Where is the site administrator?


by Bill McCune

Because I am married to someone with a good job I was just able to take a couple of days off. Even so I compulsively checked the computer for work. I do this a dozen times a day from very early morning until quite late at night. Because I do this so constantly I work often but it means that I spend about 8-12 non-classroom hours a week in pursuit of work. But this is not what this entry is about.

Yesterday at 8:30 am there were two jobs available that day. These two jobs just sat. I checked back again and again, I even opened the entries and found the opportunity to accept the jobs. 9 am, 10 am and finally after 11 am the jobs were gone.

Why in the depths of this depression when many subs are saying they aren’t finding enough work to pay the rent and phone bill were these jobs going untaken?

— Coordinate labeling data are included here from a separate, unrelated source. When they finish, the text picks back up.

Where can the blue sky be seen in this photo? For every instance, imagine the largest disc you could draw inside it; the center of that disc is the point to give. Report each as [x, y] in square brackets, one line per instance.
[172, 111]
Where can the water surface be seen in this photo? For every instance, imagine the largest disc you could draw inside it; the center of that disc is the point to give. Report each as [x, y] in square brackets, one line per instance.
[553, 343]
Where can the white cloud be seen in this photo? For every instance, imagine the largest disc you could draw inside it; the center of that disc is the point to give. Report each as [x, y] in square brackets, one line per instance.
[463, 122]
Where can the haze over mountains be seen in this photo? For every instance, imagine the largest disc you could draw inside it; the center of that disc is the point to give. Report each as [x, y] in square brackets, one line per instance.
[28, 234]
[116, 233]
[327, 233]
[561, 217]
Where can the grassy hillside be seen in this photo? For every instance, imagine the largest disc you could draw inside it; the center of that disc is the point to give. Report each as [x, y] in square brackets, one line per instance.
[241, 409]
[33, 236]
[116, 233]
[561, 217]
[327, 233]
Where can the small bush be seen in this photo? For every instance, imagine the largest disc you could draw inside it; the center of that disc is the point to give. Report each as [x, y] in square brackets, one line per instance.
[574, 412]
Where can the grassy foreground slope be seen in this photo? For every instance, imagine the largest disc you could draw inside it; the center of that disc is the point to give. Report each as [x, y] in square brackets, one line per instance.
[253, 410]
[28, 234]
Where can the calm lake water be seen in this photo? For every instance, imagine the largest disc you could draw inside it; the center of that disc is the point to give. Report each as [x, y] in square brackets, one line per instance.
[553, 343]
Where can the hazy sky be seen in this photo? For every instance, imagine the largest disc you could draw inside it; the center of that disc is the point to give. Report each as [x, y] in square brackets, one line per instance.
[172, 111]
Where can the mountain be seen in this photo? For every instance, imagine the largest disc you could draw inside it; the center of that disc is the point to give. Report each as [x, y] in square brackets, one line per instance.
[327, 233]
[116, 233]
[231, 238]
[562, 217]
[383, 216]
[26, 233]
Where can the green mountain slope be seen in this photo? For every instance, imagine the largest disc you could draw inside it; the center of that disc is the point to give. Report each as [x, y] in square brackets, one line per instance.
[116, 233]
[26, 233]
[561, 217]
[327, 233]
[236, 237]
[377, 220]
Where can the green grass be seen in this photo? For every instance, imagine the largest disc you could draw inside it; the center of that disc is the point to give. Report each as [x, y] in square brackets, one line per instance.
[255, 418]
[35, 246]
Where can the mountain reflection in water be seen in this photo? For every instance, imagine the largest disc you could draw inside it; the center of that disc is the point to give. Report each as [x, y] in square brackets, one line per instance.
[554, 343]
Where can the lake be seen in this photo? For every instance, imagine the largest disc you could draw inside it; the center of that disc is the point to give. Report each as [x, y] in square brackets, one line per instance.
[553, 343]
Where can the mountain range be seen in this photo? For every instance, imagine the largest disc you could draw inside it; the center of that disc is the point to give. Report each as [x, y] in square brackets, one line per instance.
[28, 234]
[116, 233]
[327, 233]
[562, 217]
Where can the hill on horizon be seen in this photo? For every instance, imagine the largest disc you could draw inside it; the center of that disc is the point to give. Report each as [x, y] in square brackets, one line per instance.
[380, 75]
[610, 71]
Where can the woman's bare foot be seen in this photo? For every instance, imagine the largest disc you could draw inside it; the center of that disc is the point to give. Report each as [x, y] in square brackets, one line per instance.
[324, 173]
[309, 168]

Having worked at both schools and decided not to go back I think the word must have finally gotten out. Too bad the central administration can’t figure this out. Subs are the canaries in the mine. Zillions of dollars and hours could be saved by replacing every principal whose school takes more than 30 minutes to find a sub.

If you work at a school more than once and have never seen the site administrator (principal) and have never had an assistant principal or principal stick their head in the room and check you and your students out very carefully then you very likely have found a failing school. If you have disruptive students that are sent right back to the classroom or choose on campus suspension because it is so poorly supervised that it is more fun than the classroom you have a better sense of the school failing than all of the standardized tests in the world could provide. If subs don’t get support at a school I am sure that you will find that third of the schools students are failing and that it has more to do with an environment not suitable for learning than the efforts of teachers.

And the same principle applies to those supervising principals. A district with more than 4 or 5% failing principals needs to replace central administrators and school board members. I don’t think this requires spending boat loads of money just a little American activism. Much improvement could occur in a single year or election.

So what’s the fuss and spending about testing, laying blame on individual teachers and endless charter school chatter all about? It must be the money and political careers to be made promoting testing, antiunion opinion and charter (read corporate) schools.

1 comment:

Joel's Blog Site said...

Am I missing something, but why hasn't anyone commented or posted anything on this site since May 2011?